Auch relevant für: Medienwissenschaft, Soziologie, Politikwissenschaft

Fach: Journalistik, Kommunikationswissenschaft
Fächergruppe/n: Rechts-, Wirtschafts- und Sozialwissenschaften

Lehrziele:

Die Studierenden sollen die grundlegende Bedeutung der Kategorie Geschlecht (und anderer sozialer Differenzierungen wie Ethnie, Sexualität, Alter und Klasse) in allen Bereichen öffentlicher, medial vermittelter, digitaler und interpersonaler Kommunikation kennenlernen und in ihrer Relevanz für gesellschaftliche Entwicklungen analysieren können.
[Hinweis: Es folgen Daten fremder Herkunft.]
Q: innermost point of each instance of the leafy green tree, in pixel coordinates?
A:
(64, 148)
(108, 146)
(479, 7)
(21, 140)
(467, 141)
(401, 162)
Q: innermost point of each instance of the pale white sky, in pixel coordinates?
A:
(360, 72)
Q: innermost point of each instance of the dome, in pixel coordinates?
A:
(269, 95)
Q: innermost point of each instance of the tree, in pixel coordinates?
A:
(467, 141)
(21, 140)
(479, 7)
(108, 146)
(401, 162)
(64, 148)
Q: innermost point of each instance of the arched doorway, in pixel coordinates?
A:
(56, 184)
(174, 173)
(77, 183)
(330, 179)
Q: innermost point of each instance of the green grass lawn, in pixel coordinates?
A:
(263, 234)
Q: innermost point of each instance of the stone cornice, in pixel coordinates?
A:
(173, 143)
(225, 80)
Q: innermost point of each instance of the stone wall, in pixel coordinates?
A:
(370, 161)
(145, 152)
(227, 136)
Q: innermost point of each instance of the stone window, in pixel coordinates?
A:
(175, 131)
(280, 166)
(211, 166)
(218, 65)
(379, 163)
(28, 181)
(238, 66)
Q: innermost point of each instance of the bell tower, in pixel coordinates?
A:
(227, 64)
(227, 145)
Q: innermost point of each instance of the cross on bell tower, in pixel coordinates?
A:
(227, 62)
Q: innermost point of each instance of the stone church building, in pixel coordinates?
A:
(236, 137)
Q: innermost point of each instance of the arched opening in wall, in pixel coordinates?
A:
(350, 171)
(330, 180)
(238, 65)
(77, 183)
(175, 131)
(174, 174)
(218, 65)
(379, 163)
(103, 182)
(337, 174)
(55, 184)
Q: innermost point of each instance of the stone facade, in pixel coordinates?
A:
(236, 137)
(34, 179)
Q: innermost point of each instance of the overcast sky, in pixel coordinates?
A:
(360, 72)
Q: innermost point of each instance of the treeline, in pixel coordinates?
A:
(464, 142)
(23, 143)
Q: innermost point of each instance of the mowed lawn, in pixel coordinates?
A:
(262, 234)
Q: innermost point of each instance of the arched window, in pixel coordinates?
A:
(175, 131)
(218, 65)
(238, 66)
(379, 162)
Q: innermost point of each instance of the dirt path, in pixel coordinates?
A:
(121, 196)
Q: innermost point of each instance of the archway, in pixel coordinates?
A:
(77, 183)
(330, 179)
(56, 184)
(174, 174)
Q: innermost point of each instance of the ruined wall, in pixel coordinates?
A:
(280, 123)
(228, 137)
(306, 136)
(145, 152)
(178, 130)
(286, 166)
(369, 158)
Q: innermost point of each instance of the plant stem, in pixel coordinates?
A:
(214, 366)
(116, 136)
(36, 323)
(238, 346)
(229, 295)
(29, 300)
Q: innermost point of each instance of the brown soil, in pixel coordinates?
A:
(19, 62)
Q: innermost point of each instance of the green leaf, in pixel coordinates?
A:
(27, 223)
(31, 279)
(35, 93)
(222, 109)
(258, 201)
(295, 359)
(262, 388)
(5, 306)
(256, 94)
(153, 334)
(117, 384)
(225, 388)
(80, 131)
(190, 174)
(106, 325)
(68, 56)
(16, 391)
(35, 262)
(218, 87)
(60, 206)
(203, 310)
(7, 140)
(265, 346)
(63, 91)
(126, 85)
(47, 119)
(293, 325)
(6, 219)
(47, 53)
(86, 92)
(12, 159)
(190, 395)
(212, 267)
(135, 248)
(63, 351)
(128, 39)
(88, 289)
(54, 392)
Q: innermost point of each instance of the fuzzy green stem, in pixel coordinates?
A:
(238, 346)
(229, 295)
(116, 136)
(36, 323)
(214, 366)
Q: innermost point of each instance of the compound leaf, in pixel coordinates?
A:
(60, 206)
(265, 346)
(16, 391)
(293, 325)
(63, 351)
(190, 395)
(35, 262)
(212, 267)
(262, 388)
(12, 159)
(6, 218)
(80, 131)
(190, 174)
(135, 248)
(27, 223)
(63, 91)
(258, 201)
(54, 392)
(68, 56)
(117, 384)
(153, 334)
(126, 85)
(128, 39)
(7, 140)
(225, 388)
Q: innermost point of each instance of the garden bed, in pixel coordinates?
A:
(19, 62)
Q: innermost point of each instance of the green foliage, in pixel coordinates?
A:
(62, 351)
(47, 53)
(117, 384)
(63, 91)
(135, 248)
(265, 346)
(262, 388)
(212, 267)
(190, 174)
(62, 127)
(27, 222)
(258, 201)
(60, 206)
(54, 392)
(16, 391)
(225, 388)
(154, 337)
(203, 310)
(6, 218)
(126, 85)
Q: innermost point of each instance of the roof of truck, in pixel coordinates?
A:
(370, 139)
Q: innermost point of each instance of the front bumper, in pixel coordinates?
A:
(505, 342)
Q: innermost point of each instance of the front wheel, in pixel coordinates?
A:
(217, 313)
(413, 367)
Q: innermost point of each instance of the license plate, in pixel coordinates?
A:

Hierzu sollen ihnen Theorien, Methoden und Forschungsbestände der Geschlechterforschung in der Kommunikationswissenschaft/Publizistik/Journalistik vermittelt werden. Da die meisten Absolvent*innen dieser Fächer später in kommunikationsbezogenen Berufen arbeiten, sollen sie zudem auch lernen, Genderkompetenz zu entwickeln, Medien mit Blick auf geschlechterrelevante Fragen zu beobachten, ihre Kenntnisse in der Arbeitspraxis anzuwenden und Ausgleichsstrategien für geschlechtsspezifische Diskriminierung in den Medien zu entwickeln.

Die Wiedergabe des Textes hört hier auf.